Note: when moving the body, the muscles of the big arm are always tight, the center of gravity moves to the chest, the shoulders are relaxed, and the chest is close to the ground; Always keep your thighs perpendicular to the ground.
Leg extension
Efficacy: It is very beneficial to abdominal organs, strengthening kidney, activating the whole spine and improving digestive function. At the same time, it can massage the heart and promote blood circulation in the lower body. Nourish the reproductive system and improve sexual control.
Step 1 Sit on the bed, straighten your legs, put your feet together, and hold your toes with both hands.
Inhale and straighten your spine. Exhale, bend your elbows, stretch your upper body forward, and keep your chest and abdomen close to your legs. Breathe normally and keep it for at least one minute. Note: Keep your feet straight and your abdomen, chest and forehead as close as possible to your legs.
Corner seat
Efficacy: Adjusting the skewed pelvis has obvious waist slimming effect, which helps to open the leg ligaments, tighten the leg muscles and beautify the leg shape. Change the symptoms of irregular menstruation. Long-term practice can also make the skin delicate, smooth and full of vitality.

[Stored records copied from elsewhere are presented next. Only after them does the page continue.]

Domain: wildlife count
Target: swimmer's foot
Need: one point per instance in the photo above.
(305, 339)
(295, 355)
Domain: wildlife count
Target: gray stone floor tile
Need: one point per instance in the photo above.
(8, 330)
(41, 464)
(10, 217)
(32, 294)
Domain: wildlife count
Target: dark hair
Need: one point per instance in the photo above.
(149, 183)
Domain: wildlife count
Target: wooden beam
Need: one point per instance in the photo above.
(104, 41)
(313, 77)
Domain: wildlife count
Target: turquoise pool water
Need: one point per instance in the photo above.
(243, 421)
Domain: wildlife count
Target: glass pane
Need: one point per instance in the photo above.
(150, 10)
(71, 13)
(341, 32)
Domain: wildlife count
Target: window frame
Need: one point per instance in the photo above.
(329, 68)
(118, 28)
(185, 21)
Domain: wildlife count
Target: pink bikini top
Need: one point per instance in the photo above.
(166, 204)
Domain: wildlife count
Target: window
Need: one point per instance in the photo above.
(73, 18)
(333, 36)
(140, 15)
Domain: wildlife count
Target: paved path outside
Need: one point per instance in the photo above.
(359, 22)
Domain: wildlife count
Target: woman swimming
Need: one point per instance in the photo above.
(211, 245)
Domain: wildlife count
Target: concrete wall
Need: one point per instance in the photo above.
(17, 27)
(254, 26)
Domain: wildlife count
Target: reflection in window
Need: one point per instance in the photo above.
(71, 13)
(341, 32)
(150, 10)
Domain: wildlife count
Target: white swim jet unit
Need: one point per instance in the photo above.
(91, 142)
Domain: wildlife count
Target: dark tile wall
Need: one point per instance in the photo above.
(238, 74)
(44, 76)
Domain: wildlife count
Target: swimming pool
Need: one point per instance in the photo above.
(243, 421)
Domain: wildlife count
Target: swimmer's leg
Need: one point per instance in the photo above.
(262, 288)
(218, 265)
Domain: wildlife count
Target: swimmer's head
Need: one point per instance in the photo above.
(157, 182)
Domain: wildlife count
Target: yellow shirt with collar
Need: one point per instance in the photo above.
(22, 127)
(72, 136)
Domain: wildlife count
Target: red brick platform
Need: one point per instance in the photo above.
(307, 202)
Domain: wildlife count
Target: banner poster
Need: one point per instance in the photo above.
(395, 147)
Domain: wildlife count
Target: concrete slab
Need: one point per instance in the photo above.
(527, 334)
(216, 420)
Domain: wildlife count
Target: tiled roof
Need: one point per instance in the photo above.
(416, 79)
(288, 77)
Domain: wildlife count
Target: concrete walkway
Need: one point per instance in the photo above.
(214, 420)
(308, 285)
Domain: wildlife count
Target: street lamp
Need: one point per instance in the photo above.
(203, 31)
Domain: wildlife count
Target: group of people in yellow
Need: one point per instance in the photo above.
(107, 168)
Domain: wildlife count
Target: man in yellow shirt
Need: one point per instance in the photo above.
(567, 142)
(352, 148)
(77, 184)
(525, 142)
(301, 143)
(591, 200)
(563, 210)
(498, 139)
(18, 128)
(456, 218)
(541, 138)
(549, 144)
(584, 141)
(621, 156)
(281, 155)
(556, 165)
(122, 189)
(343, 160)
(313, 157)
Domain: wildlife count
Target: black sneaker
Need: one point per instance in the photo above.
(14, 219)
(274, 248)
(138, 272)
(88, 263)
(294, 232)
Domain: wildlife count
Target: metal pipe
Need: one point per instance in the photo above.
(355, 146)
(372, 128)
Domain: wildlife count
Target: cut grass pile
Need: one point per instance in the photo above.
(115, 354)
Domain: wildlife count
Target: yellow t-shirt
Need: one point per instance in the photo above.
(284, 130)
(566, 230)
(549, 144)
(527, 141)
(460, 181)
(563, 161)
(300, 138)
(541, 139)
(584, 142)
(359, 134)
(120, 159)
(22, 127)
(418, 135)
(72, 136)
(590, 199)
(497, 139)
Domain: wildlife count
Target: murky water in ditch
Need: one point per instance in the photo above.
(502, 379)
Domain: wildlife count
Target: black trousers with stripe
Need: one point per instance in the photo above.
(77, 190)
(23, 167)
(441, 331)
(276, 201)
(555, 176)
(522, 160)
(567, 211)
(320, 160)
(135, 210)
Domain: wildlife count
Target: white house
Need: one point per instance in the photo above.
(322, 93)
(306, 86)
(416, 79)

Step 1 Sit down, straighten your feet, slowly spread your legs to the limit, and straighten your knees as much as possible.
The second step is to inhale, stretch your arms up and straighten your back.
The third step is to exhale and slowly stretch your arms and upper body forward. Stick the abdomen, chest and chin on the bed surface in turn. Hold this position for about 4 to 12 breaths or more. During the whole process, the spine must be kept stretched.
Note: There are several changes in the difficulty of "sitting in the corner". Beginners should do it according to their own abilities, and don't pull their legs.